I bought several TUBE TOPS from Amazon to conceal the tube. Mom never bothered it. But I had to conceal it because if you don't it can get caught in the sheets while turning her and it can get pulled out by accident. I tend to think most nursing home patients get their peg tube "pulled out" and the patient is blamed when the CNA turned and cleaned the patient without concealing the tube, getting caught in the sheets and gets dislodged that way. Those tube tops were really easy to change out and I simply washed them.
BE MINDFUL complications can happen with PEG tubes..but the alternative is slow dehydration. So in my mind it was worth the risks. Which happen to be minimal with good nursing care. Mom never had an infection because I changed the dressings daily and it was kept CLEAN. With proper flushing the tube never got clogged. The surgery itself only took about 10 minutes.
Tell them to call or visit their local hospice center to find out what takes place when a person stops eating. I'm sure they will get the same answer I gave you. Maybe then they will unfairly stop blaming you and start helping you take care of your dad. Remember, you're family, don't let this tear you apart. Never stop loving one another. It would be so comforting for your dad if he could see you all together in his home before he's gone. Regardless of his poor health, seeing you together will give him happiness and peace.
After your dad passes, you will look back knowing you were there for him, and he will look down smiling at his one daughter that loved him so much.
I agree it would be nice for the father to see all of them together; after his death and funeral/memorial activities they could all head for different continents if they wish!
job in the process whether it be running errands or doing housework or shopping anything to make them feel that they are needed. The hospice care people can explain to the family how end stage works and maybe that will help. You are not starving the patient. Forcing them to eat and drink doesn't work. They need to understand what hospice is about. Don't let them bully you. You are doing the right thing and I wish you luck.
Best wishes and blessings as you help your father navigate this passage
Turning down food & drink towards the end of life is normal.
Sister speaking from a position of fear and ignorance does not make her statement(s) true.
We think they are starving them but in reality, it is the body's natural instinct as it prepares to shut down. It's trying to preserve the most important organs and digestion is not high on its list of priorities.

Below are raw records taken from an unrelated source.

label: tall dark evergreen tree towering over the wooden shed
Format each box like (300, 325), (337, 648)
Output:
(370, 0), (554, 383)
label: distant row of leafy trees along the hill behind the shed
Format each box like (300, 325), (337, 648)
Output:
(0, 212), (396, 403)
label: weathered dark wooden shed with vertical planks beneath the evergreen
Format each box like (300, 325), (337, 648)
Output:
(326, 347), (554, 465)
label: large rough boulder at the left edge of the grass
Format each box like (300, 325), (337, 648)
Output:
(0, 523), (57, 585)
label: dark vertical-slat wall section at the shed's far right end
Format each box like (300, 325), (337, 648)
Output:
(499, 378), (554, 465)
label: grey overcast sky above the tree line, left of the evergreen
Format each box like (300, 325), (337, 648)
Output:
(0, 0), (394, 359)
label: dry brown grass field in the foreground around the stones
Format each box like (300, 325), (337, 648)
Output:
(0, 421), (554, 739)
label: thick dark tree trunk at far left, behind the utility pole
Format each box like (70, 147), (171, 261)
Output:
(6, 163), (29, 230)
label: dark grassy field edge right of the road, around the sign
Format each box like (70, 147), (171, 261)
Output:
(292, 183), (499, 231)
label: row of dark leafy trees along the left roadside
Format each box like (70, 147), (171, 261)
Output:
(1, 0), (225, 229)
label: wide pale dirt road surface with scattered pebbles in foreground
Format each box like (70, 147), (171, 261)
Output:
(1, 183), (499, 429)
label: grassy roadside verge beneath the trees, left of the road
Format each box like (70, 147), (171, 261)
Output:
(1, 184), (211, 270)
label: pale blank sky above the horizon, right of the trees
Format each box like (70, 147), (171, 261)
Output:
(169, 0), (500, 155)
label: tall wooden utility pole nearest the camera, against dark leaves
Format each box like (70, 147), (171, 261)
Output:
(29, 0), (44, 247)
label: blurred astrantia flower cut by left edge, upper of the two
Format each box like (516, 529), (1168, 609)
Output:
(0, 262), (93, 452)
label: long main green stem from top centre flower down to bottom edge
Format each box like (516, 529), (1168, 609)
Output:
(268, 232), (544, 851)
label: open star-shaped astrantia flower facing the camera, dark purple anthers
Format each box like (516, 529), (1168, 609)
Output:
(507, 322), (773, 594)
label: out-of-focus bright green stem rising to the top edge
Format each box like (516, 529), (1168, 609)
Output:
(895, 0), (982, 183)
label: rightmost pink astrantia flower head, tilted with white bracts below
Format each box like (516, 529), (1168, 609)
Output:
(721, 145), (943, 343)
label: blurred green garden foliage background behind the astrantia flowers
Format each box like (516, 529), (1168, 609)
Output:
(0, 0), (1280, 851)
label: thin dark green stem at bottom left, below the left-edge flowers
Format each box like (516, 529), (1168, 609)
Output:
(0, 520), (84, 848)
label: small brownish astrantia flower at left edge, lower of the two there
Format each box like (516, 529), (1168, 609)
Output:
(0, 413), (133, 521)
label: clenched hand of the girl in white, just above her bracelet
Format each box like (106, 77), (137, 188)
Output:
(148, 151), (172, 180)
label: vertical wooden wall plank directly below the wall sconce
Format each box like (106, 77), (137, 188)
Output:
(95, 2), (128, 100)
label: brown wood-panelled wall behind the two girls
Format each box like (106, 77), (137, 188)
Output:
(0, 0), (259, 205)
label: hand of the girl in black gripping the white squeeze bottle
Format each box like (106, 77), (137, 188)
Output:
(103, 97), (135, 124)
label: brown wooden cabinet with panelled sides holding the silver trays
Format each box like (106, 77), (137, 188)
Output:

As such they are not moving nutrients properly because internal organs are not working properly, intestinal issues can develop causing much pain for our loved ones.
It's my personal opinion that we cause our loved ones to suffer more and longer than they need to because we keep trying to encourage food or force foods.
Imagine having a stomach cramp.
It's hard to be witness to this choice and even harder to feel like you're doing nothing but it's my opinion that it's the most gentle and compassionate thing to do by following the wishes of your loved one.
Prayers that you all receive some peace through this.
Even if they are speaking out of ignorance or panic, there is no excuse for cruelty.
My heart goes out to you. You are enduring several kinds of loss simultaneously.